Portland has roughly twenty galleries and every month the featured artists change which means every month you can see fantastic art by new, and primarily local, artists. All the galleries are free to the public. An easy jaunt from the MAX and within close proximity to Powell’s Books and numerous coffee shops and restaurants, it’s easy to make an inexpensive and unique date out of the galleries—and do it frequently.

From Cedar Hills, it’s a fifteen minute MAX ride which I used to catch up on my reading and my wife used to people watch. Getting off the Max at Pioneer Courthouse Square, we opted to walk the rest of the way to the Pearl and begin our gallery visit.
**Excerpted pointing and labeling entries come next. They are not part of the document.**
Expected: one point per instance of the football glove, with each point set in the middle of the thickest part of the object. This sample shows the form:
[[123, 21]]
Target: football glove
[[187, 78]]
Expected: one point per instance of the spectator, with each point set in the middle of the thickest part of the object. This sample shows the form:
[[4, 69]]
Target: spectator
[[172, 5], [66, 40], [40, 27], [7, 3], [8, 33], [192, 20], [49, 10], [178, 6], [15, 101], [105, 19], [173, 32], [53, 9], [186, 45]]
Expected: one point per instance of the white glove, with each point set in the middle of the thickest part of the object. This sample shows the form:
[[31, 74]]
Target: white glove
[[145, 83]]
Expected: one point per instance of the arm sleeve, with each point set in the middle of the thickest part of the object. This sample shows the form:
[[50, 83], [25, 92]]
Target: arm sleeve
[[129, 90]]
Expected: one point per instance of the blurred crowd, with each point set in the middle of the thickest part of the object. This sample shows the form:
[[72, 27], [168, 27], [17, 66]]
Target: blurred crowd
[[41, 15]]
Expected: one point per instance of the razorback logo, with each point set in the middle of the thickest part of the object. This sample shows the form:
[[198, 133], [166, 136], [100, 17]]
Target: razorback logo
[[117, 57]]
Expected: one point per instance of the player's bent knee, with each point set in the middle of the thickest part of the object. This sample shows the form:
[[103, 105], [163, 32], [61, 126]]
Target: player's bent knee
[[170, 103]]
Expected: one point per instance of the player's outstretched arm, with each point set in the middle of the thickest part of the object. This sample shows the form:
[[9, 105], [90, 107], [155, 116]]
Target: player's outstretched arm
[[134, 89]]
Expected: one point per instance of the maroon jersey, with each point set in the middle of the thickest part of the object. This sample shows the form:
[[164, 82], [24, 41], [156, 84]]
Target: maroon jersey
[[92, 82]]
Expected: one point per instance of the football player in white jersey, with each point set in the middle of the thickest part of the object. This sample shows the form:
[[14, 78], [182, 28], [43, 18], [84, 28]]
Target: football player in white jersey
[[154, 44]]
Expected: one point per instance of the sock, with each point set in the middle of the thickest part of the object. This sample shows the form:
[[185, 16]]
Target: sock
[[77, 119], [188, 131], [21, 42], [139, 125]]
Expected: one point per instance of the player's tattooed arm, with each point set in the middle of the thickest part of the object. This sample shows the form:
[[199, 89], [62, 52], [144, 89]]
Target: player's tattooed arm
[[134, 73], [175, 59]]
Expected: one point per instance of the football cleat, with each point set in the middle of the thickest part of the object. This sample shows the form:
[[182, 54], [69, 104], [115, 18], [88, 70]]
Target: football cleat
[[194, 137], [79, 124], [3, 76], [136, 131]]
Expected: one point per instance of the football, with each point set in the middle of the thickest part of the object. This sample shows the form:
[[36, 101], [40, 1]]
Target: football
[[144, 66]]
Walking arm in arm, we grabbed a cup of coffee and made our way to the Butters Gallery, which is a cool brick building, tucked away and hidden from those who are not paying attention. We ooohed and ahhhed at the pieces, grabbed a gallery map and made our way to the Froelick, the Hartman, the Portland Gallery of Modern Art and the Augen.

An artist was hanging out in one of the galleries and he talked to us a little about his process. Now I can doodle a bit, but I wouldn’t call myself much of an artist. It was inspiring to listen to this super down to earth eccentric tell us how he became an artist and what hard work it is. We shook his hand and thanked him for his time.

After several hours, we wandered back up the street and gave all the galleries a second look. We knew we wouldn’t buy anything, but we tried to picture which piece would look best over our mantle. In another round of symbiosis, my wife and I were in absolute agreement.

The employees didn’t care that we weren’t going to buy anything. It’s an art gallery. Almost no one buys anything. The employees—many of whom are artists themselves—were quick to answer questions, and some even allowed us to take pictures. Several galleries have candy, and my wife and I were sufficiently sugared out by the time we made it to a restaurant, ate lunch and hit the MAX back home.

We went to bed pleased that we spent an entire day immersing ourselves in art. The best part? We can do the exact same trip again next month, and it will be totally different.